Botulinum neurotoxin (BoNT) has been approved as a safe and effective therapeutic option for several clinical conditions. The common basis underlying all of the conditions amenable to treatment with BoNT is overactivity of neurotransmitter or neuropeptide release. The clinical efficacy of BoNT is based on the localized and highly specific, but reversible, disruption of the exocytotic mechanism within neurons, resulting in temporary inhibition of the release of neurotransmitters after injection into specific muscles or other tissues.

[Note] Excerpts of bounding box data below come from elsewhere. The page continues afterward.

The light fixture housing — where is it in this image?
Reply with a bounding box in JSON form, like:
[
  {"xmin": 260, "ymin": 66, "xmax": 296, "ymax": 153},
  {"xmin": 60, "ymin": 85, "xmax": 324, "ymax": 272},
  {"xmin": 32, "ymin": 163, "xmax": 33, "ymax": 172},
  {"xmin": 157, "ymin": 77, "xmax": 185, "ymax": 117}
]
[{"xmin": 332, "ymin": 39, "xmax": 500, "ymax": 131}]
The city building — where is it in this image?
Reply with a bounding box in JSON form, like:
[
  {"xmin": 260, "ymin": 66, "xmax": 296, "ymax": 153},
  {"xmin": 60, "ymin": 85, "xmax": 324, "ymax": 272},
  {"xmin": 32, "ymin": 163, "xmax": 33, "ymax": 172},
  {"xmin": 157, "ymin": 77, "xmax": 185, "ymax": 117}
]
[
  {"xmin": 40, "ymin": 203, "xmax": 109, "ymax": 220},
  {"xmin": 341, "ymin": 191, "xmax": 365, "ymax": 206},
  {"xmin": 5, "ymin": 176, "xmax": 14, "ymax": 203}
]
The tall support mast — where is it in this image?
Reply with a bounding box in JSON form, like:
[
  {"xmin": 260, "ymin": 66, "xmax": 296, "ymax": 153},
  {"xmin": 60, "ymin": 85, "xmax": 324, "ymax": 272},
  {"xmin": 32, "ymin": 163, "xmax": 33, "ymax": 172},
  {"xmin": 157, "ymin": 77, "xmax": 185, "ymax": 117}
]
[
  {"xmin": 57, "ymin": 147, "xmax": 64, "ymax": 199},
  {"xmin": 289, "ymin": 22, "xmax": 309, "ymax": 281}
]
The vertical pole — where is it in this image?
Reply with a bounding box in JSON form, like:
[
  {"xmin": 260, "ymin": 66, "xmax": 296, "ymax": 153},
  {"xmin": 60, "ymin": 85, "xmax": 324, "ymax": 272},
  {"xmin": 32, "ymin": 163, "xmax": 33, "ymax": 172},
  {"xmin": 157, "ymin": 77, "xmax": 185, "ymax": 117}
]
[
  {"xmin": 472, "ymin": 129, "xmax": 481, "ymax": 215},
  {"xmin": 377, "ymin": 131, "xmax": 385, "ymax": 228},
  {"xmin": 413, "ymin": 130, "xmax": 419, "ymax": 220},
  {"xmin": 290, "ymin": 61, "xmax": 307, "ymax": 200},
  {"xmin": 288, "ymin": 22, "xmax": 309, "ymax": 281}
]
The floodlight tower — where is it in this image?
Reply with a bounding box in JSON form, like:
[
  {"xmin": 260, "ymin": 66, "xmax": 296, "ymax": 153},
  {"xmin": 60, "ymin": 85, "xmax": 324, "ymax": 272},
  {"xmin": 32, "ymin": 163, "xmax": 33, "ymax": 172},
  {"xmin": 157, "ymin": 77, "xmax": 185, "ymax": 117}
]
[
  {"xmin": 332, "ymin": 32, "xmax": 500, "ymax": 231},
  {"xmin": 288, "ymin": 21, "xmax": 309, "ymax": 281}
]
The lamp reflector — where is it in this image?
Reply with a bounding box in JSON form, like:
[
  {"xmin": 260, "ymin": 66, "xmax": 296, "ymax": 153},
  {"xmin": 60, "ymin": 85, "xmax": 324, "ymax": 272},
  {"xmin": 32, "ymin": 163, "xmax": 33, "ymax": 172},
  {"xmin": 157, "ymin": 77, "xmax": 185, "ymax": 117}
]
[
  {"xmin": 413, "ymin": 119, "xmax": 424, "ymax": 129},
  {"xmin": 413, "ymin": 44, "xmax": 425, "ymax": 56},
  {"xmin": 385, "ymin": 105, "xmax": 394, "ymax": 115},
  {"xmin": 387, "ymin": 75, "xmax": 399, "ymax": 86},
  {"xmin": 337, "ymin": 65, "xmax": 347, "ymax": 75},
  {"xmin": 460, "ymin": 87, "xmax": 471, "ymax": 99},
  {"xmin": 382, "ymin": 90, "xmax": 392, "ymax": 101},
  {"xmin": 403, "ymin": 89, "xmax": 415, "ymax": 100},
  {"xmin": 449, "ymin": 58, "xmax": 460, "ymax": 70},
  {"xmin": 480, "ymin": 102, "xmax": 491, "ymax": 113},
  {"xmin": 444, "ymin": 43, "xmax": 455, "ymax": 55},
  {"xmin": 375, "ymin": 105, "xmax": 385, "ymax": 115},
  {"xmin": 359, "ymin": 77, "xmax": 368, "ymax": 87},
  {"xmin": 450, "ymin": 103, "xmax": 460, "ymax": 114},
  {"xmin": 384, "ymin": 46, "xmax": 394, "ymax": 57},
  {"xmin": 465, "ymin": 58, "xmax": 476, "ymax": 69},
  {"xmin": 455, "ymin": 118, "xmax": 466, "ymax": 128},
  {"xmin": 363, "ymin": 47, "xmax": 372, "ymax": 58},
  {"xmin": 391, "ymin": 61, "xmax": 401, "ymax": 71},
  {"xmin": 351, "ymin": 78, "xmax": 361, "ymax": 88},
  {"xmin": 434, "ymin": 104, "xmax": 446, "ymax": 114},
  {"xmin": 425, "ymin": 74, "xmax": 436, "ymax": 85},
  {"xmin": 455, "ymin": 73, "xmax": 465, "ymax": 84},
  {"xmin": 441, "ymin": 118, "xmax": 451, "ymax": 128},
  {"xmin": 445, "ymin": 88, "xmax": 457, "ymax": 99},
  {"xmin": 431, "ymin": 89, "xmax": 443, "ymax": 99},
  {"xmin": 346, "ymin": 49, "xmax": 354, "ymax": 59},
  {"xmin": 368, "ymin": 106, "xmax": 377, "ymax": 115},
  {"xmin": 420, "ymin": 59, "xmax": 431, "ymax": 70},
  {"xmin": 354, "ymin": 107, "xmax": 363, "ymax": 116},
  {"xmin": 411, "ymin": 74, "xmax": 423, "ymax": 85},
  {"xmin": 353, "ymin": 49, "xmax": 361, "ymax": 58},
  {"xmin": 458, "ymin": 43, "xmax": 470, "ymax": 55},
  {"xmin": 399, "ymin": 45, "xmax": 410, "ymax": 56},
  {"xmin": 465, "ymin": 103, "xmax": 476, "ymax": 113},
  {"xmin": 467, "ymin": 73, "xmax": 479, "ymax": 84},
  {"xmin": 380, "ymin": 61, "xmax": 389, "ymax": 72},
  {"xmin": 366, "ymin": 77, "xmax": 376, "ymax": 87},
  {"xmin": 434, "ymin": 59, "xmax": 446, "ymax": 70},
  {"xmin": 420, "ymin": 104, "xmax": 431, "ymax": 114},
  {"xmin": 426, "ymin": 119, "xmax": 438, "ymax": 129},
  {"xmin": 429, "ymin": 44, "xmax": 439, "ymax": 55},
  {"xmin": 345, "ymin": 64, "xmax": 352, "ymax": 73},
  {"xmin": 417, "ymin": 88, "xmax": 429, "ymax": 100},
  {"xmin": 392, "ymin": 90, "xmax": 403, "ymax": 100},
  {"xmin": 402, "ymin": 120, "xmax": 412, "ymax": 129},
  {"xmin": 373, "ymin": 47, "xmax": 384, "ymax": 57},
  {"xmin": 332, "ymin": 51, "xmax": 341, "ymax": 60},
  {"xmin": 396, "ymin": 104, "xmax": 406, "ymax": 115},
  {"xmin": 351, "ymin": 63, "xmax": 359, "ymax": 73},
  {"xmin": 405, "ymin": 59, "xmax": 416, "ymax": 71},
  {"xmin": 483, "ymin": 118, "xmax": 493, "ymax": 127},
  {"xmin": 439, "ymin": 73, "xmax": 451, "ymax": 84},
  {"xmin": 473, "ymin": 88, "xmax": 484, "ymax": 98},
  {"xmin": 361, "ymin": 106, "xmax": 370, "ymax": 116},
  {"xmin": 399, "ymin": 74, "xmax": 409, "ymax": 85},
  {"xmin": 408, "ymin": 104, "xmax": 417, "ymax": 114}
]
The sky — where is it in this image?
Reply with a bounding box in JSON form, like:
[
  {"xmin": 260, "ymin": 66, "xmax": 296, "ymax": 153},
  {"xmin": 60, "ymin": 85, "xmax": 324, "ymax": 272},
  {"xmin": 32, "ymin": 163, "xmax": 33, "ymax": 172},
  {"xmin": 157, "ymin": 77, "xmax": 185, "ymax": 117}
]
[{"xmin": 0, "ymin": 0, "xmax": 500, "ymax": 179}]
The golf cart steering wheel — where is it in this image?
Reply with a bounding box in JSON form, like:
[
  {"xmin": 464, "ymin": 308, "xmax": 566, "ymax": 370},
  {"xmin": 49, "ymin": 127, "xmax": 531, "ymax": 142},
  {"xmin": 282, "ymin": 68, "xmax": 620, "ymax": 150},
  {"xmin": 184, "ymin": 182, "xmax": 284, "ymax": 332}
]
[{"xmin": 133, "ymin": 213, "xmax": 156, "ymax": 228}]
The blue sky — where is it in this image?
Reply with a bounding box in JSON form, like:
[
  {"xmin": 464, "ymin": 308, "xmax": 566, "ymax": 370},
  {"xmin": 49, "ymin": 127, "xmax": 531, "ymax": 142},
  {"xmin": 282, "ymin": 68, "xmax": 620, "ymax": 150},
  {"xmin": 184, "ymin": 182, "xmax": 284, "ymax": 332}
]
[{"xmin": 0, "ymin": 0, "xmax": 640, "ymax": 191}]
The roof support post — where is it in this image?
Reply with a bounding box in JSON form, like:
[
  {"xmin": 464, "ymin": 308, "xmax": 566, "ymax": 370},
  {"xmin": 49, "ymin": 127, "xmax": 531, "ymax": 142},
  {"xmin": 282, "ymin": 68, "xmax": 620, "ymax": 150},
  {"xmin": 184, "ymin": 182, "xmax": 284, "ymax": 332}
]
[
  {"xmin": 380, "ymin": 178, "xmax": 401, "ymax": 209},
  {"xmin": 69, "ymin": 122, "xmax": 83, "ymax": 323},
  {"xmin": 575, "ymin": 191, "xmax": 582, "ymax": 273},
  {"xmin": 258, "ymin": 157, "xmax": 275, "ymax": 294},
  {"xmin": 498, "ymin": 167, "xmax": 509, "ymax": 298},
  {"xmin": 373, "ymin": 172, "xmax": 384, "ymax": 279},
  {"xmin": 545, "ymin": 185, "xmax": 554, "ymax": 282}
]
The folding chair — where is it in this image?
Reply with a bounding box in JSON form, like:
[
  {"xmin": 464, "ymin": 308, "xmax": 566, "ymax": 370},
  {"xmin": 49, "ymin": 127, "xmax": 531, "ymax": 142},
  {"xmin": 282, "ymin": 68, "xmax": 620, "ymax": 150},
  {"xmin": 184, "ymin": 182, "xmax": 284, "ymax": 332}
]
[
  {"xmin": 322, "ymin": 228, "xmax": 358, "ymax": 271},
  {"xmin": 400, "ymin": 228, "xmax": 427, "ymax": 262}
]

1.2 Subtypes of Botulinum Neurotoxin

Botulinum neurotoxins are synthesized by a variety of clostridial species, most notably Clostridium botulinum, but also including C. baratii (BoNT-F) and C. butyricum (BoNT-E), and C. argentinese (BoNTG). ¹ Recently, non-Clostridial bacteria, Weisella oryzae, was also found to produce BoNT-A; however, further investigations are needed to define the biological role of this novel bacterial toxin. ¹

These bacteria synthesize several immunologically distinct neurotoxins classified as serotypes A through G with over 40 subtypes. A numerical notation has been introduced such that the subtypes are designated, BoNT-A1 and BoNT-A2 for example. ² Epidemiologic studies and in vitro characterization show that only serotypes A, B, E, and F cause human botulism, whereas serotypes C and D are prevalent in bird and cattle botulisms. ³ Furthermore, three hybrid mosaic types have been described, including BoNT-CD, BoNT-DC, and BoNT-HA. ⁴ The latter was originally termed “BoNT-H” but was later renamed based on amino acid and genomic sequence analysis, this being the first new BoNT serotype to be described in over 40 years.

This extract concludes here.